Phish.ly is in your corner, scanning suspicious emails with Tines and urlscan.io

Written by Conor O'Neill

Published on February 20, 2022

This article was posted more than 18 months ago.

Phishing remains a problem for everyone and any tool that helps is valuable. This post was prompted by the ongoing usage of our free Phish.ly service that we see every day, as people discover the tool and derive enormous benefit from it.

If you want to evaluate a suspicious email right now, you need read no further. Just forward that email immediately to scan@phish.ly to get a response quickly from the service.

When we launched it in July 2020, in conjunction with urlscan, we simply wanted to provide a useful tool to everyone, whilst showing off the capabilities of both Tines and urlscan.

The Tines automation itself is beautifully straightforward, as you'd expect, and the integration with urlscan was incredibly easy. The two tools just keep working together, helping the community.

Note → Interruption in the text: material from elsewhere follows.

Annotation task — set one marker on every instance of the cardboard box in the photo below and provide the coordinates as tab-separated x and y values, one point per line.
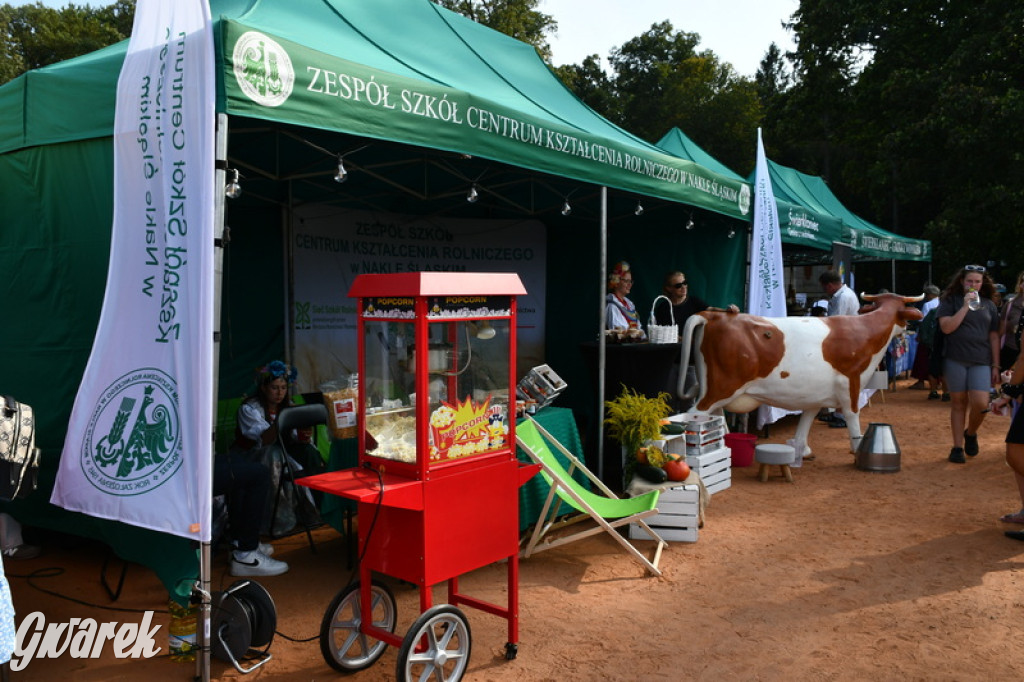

One other aspect of Phish.ly which might not be obvious is how it proves, once again, that no-code is absolutely viable in production on the web. Think about how much work would have been involved in developing, deploying and maintaining a traditional webapp to deliver the same benefits. Instead we have a single static info page, a Tines Story and the urlscan API tied together with a small amount of work, and still running completely reliably 18 months later.

Services like Phish.ly or our low-key TinesBot, which shares community threat intelligence, are part of a broader ecosystem of tools in the infosec community that we encourage you to explore, discuss, share and use.